Por exemplo, se o valor do combustível estiver subindo muito, o governo pode ser pressionado a controlar o preço por meio de subsídios oferecidos pela Petrobras, que passa a absorver parte do valor. Nesse caso, a petroleira lidaria com uma margem de lucro menor e, a médio e longo prazos, poderia inclusive registrar prejuízos nas operações.

Do ponto de vista macroeconômico, a política faz sentido: a alta no combustível é um dos itens que mais interferem na inflação, mas quem investe na empresa vê com “maus olhos” o protecionismo estatal, já que isso afeta o resultado da companhia.

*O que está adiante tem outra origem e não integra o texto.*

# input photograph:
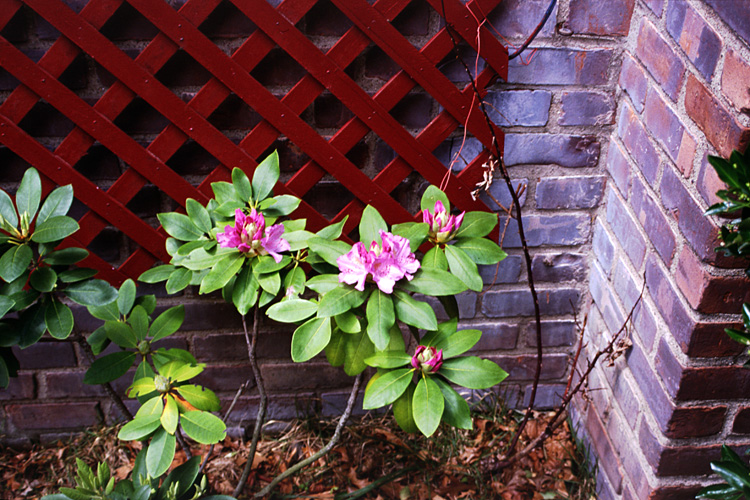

Por isso, essa é uma balança difícil de ser equilibrada, pois a organização precisa conciliar seu compromisso estratégico com os resultados que a tornem interessante para os investidores.

Entenda o papel do governo no controle da empresa

A direção do governo à frente da Petrobras deve considerar fatores macroeconômicos. (Fonte: Alf Ribeiro/Shutterstock)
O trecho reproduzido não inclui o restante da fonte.